MUTLULUĞU, GÜZELİ VE ŞANSI YAKALAYABİLMEK ( 9 Aralik ve 16 Aralik 1994)

Avustralya’da insanı mutlu edebilecek çok güzellikler, ayrıca etnik toplumların yararlanabileceği çok olanaklar var. Kaçımız bu güzellik ve olanaklardan tam olarak yararlanıp, başarı şanımızı ve mutluluğumuzu arttırabiliyoruz.

Bazan beynimiz o kadar doludur ki, çevremizde dolaşan mutluluk ve şansı görmemiş olabilir. Sydney’e ilk indiğimde uçaktan görünüş, beni çok etkilemişti. Heryer yemyeşil ve tertemiz. Bahçeli ve havuzlu evler. Çok güzel ve geniş olanakları olan bir ülkeye gelmiştim. İngilizce öğreten ve ülkeyi tanıtan ücretsiz kurslar vardı. İşsizlik parası vardı. Ücretsiz hastanelerde tedavi olunuyordu. Ulaşım, hava kirliliği ve buna benzer insan sağlığını etkileyen sorunlar yoktu. İnsanlar hep güler yüzlü ve saygılı. Her şey benim için çok olumlu idi. Tam bana göre bir yere gelmiştim. Hatta bu güzel ve olumlu izlenimlerimi ülkeme gönderdiğim ilk mektubumda bile yazmıştım.

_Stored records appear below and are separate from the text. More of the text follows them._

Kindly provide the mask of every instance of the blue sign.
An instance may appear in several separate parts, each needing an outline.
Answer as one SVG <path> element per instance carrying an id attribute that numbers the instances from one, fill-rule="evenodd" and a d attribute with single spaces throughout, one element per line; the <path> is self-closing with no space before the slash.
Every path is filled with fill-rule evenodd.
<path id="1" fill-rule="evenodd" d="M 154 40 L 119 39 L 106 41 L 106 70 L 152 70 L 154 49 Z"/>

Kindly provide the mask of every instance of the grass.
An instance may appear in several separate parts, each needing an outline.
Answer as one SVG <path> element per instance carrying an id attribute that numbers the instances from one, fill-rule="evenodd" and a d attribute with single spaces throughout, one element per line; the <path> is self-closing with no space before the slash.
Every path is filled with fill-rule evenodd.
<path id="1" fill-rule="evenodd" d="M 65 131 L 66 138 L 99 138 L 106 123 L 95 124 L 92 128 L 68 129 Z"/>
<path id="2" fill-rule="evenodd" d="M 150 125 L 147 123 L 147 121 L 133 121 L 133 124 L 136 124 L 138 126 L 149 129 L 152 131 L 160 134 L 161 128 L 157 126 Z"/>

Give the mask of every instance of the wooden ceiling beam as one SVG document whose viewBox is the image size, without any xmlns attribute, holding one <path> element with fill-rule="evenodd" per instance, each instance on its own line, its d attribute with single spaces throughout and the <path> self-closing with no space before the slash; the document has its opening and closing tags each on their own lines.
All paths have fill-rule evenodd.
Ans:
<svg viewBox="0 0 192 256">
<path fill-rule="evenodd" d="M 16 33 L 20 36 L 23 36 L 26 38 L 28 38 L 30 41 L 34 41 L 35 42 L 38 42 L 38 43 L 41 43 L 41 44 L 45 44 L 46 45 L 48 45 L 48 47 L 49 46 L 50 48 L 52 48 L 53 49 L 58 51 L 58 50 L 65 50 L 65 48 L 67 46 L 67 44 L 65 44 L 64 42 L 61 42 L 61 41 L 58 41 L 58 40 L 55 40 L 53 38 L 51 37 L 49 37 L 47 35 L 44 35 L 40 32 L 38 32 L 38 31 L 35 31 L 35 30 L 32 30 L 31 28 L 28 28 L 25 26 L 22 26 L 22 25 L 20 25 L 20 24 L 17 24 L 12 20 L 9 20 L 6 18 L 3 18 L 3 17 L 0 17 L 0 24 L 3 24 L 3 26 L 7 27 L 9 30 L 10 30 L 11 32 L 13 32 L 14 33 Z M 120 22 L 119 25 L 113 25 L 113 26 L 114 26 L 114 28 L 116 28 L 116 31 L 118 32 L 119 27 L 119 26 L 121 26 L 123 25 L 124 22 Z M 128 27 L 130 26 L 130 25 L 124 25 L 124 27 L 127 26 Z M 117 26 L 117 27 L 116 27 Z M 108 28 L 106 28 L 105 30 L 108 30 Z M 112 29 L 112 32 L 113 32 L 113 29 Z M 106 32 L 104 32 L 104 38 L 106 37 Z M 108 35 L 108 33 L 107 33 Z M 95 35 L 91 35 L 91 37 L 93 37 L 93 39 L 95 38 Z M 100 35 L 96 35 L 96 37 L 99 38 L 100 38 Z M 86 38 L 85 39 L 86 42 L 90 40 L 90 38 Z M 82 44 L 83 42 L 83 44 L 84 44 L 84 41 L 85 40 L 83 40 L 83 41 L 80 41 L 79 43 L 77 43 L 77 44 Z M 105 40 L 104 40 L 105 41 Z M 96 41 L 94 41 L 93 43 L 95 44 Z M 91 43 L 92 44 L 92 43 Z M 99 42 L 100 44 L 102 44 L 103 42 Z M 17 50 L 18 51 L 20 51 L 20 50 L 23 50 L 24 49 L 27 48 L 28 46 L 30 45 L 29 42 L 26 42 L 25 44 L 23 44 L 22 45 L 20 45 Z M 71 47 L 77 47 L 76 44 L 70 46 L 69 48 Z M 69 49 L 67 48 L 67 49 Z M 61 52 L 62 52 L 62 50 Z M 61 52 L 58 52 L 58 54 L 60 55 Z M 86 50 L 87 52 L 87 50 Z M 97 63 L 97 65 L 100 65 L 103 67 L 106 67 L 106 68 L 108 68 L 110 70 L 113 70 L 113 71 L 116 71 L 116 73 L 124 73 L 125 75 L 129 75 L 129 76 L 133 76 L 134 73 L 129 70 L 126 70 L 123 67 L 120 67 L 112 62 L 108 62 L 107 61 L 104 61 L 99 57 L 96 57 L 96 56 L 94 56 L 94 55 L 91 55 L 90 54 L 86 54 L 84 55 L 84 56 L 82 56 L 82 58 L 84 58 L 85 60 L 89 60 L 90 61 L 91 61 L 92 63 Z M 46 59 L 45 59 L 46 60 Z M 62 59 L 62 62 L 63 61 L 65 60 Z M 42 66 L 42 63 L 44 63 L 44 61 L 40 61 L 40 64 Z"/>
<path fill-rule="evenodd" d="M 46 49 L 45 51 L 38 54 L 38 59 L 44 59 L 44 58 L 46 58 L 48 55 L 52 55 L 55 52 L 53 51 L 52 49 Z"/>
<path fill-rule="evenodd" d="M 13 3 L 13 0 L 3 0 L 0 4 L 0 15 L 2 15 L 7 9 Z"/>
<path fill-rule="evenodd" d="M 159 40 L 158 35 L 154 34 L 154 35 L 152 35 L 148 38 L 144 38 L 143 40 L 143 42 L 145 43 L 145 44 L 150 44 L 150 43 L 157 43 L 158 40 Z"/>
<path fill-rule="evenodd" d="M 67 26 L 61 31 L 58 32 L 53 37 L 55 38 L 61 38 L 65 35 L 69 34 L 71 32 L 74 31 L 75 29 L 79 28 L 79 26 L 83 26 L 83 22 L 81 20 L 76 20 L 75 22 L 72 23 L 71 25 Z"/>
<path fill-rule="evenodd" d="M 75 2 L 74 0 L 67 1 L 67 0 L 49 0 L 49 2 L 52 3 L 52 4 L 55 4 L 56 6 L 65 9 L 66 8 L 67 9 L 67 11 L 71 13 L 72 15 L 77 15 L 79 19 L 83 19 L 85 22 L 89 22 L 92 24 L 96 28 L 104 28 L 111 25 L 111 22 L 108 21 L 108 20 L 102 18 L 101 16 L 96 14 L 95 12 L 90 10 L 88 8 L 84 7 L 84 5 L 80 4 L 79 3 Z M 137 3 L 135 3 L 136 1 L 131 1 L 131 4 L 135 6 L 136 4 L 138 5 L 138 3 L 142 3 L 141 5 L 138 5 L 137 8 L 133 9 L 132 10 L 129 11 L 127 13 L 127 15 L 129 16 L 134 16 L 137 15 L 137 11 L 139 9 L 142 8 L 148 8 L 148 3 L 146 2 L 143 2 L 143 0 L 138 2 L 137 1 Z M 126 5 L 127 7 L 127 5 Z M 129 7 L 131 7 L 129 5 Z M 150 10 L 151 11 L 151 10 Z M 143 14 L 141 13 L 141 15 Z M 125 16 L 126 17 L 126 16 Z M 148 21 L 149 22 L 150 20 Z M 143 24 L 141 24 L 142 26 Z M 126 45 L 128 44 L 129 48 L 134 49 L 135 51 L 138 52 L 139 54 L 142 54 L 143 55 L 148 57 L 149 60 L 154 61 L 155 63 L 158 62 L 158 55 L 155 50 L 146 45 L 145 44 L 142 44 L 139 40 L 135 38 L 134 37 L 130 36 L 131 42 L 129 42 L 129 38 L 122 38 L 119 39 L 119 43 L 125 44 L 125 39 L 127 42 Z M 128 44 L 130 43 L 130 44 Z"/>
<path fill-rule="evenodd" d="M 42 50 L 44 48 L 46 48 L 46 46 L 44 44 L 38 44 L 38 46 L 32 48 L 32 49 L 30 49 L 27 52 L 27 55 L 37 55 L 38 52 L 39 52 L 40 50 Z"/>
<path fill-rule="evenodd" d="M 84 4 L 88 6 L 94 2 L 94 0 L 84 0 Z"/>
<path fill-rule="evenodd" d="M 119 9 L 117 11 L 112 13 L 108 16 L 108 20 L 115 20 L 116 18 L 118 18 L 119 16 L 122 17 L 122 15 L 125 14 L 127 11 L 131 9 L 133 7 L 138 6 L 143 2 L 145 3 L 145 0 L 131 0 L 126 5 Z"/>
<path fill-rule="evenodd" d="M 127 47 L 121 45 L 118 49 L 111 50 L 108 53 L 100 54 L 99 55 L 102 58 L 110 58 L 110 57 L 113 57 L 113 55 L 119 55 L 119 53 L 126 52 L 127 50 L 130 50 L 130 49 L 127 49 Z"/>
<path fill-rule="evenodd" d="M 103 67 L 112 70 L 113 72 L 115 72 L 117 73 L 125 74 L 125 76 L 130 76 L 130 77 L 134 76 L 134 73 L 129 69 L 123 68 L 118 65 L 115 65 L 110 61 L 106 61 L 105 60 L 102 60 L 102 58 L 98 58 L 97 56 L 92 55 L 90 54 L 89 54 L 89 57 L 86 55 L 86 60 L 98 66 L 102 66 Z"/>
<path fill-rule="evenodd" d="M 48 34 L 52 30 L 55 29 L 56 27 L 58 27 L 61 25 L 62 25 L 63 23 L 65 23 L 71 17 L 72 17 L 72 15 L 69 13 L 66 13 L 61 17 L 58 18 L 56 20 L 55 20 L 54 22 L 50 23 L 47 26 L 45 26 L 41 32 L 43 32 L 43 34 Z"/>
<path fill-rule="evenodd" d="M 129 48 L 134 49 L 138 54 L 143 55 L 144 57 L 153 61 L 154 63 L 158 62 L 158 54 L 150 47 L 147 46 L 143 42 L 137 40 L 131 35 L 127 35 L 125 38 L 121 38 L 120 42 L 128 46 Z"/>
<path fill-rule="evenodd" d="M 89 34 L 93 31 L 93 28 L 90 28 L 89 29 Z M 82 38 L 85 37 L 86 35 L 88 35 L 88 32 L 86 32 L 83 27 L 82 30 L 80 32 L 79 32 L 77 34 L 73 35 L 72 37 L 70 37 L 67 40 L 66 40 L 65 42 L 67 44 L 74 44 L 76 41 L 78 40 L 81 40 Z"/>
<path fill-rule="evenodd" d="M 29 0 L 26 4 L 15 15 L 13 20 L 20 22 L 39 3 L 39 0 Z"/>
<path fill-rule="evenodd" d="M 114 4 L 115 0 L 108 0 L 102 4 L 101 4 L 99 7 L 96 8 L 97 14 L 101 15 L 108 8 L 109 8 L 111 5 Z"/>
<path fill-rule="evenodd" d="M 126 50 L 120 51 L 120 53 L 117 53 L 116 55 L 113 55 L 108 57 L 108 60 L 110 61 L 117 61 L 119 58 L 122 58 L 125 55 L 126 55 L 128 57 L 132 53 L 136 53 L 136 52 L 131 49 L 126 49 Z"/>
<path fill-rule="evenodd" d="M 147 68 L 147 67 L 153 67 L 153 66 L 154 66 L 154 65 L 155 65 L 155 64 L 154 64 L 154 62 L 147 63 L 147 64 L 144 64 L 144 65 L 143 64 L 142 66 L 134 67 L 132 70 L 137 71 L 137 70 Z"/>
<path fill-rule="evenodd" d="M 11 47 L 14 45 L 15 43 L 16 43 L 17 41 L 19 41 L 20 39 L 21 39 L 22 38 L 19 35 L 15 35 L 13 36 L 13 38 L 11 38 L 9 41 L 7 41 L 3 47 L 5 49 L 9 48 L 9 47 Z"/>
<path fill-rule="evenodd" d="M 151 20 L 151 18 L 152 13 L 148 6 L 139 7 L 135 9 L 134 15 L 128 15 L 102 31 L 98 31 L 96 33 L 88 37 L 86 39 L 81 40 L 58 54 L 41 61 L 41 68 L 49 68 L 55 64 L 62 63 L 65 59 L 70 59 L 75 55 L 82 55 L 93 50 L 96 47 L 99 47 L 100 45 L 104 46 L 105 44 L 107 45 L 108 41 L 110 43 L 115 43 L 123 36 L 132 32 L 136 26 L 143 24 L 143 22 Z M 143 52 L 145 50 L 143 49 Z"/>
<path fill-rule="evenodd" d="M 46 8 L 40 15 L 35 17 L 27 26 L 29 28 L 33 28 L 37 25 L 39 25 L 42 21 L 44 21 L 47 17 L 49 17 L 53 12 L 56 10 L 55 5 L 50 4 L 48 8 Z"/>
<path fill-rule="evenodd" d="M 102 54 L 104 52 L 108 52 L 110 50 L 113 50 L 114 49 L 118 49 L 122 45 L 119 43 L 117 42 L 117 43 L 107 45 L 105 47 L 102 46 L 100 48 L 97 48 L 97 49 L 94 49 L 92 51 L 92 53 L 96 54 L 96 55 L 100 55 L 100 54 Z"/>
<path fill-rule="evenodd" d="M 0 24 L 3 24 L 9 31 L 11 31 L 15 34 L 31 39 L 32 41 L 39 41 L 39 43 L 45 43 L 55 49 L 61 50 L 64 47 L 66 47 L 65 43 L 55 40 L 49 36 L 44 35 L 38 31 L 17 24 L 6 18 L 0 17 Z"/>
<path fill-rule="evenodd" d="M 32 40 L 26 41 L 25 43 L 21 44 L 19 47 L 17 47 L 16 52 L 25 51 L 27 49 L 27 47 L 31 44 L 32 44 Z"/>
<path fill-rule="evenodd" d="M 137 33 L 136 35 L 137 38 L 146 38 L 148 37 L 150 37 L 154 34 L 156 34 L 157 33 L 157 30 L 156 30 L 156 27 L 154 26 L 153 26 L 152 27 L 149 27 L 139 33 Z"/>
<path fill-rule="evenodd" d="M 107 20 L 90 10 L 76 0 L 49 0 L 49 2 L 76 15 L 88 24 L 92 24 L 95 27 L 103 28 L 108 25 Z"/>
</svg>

Herşeye büyük bir ümitle bakıyordum. Bir kaç sene içinde yeterli para biriktirip ülkeme döner bir ev alıp küçük bir de iş kurarım diye bekliyordum. Ama, bu gizli beklentilerimi, yani kısa zamanda Avustralya’da para biriktirip tekrar Türkiye’ye döneceğimi, müracaat ederken elçiliğe söyleyemezdim. Çünkü müracaatımı kabul etmeyebilirlerdi. Elçilik oraya göçmen olarak gidip Avustralya’da yerleşeceğimi biliyordu. Varsın onlar öyle bilsinler. Ben kısa zamanda paramı biriktirip ülkeme geri dönecektim. Bu kanunla engellenmiyordu.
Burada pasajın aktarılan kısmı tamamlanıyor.